Viewing a single comment thread. View all comments

sapnupuasop t1_iu0pqof wrote

Does clustering on 100s of features make sense? Maybe spark could solve your problems but you must look if there are spark implementations of other algorithms

2

jesusfbes OP t1_iu0vao5 wrote

It does make sense, if your data point are of high dimension, say vector embedding for example. I believe that spark is an option, for algorithms that are not implemented as spectral clustering you have the primitives to make it yourself. Thank you for your response.

2

sapnupuasop t1_iu0zjy5 wrote

Yeah was thinking of curse of dimensionality, with standard Euclidean distance for example, distances in high dimensions lose their meaning, but there are surely other distance which could function there.
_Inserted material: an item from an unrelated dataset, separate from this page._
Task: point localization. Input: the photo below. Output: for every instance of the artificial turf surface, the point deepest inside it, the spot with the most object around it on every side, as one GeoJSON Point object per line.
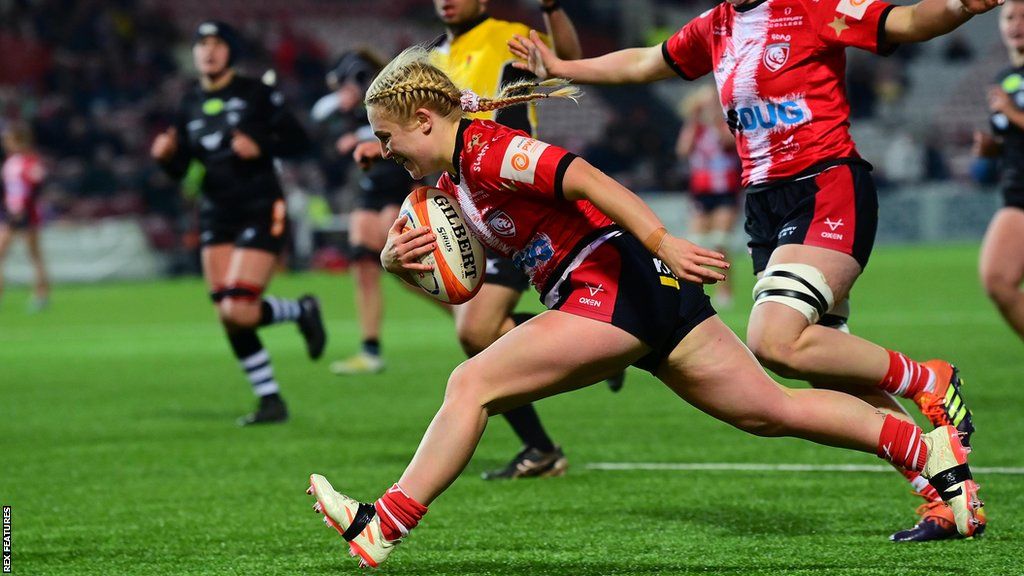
{"type": "Point", "coordinates": [119, 452]}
Btw I have used sklearn to cluster on couple millions of rows with sklearn successfully

2

PassionatePossum t1_iu3gete wrote

I have done it before and it works well. But I guess it depends on the use-case. It is a classic technique in computer vision to cluster SIFT vectors (128 dimensions) on a training dataset. You then describe any image as a set of „visual words“ (i.e. the IDs of the clusters its SIFT vectors fall into).

A colleague of mine wrote the clustering algorithm himself. It was just a normal k-means with the nearest neighbor search replaced by an approximate nearest neighbor search to speed things up.

1